- Theatrical release poster
- Directed by: Vincent Bal
- Screenplay by: Vincent Bal Jon Gilbert
- Based on: The Zigzag Kid by David Grossman
- Produced by: Burny Bos; Els Vandevorst;
- Starring: Thomas Simon Isabella Rossellini Burghart Klaußner
- Cinematography: Walther Vanden Ende
- Edited by: Peter Alderliesten
- Music by: Thomas de Prins
- Production companies: BosBros; N279 Entertainment; AVRO;
- Distributed by: Benelux Film Distributors
- Release dates: 9 September 2012 (Toronto); 3 October 2012 (Netherlands);
- Running time: 95 minutes
- Countries: Netherlands Belgium
- Languages: English French Dutch
- Box office: $75,544

= The Zigzag Kid =

The Zigzag Kid (Nono, Het Zigzag Kind) is a 2012 Dutch-Belgian family adventure film directed by Vincent Bal and starring Thomas Simon (as the title character) and Isabella Rossellini.
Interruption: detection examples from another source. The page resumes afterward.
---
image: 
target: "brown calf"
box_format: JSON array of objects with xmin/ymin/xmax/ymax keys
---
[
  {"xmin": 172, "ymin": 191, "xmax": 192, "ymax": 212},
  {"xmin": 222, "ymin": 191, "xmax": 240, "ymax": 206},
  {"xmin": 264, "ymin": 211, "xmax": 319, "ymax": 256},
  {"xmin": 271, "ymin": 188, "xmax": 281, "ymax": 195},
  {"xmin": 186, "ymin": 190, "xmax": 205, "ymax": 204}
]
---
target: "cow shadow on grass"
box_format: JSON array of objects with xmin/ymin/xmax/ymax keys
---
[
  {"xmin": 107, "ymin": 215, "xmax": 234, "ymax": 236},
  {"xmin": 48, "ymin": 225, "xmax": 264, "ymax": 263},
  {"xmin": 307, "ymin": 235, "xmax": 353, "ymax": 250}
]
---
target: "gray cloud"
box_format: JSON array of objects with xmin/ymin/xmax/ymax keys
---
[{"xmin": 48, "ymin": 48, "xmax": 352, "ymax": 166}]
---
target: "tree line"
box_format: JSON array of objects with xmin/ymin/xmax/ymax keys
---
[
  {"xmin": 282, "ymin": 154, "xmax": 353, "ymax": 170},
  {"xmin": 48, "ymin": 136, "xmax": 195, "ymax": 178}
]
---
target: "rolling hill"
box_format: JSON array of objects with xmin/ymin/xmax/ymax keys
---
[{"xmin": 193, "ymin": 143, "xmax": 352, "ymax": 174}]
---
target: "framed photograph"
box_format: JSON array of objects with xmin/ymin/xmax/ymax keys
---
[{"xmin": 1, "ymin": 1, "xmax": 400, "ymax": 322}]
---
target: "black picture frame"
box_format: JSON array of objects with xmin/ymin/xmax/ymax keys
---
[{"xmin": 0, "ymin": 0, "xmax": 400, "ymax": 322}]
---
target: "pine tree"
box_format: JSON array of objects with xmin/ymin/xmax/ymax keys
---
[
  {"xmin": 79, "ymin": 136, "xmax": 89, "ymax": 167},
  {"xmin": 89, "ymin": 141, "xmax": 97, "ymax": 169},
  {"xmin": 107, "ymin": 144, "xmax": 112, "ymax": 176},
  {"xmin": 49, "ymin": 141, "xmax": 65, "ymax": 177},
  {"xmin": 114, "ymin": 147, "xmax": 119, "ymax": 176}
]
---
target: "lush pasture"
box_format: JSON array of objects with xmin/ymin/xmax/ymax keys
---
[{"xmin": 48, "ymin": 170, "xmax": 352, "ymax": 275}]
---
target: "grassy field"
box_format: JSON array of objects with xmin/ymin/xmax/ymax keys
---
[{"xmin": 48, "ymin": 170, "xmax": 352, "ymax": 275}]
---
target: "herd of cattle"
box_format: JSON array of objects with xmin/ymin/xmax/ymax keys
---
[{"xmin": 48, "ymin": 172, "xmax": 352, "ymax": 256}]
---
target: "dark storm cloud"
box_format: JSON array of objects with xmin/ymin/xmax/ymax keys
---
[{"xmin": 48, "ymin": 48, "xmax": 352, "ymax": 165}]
The film is based on the novel of the same name by David Grossman.

==Plot==
Nono, the son of the best police inspector in the world, would like to be like his father and for this he always ends up getting into trouble. Shortly before his Bar Mitzvah, Nono is sent to his uncle, who has been given the task of getting him back on the right path, but during the train ride he finds himself involved in an exciting adventure.

==Cast==
- Thomas Simon as Nono
- Isabella Rossellini as Lola
- Burghart Klaußner as Felix
- Fedja van Huêt as Jacob
- Camille De Pazzis as Zohara
- Jessica Zeylmaker as Gaby

==Reception==
Marci Schmitt of the Star Tribune gave the film four stars. Grace Montgomery of Common Sense Media gave the film four stars out of five. Rob Hunter of Film School Rejects gave the film a positive review, referring to it as "a fun adventure more than anything else, and it succeeds wonderfully."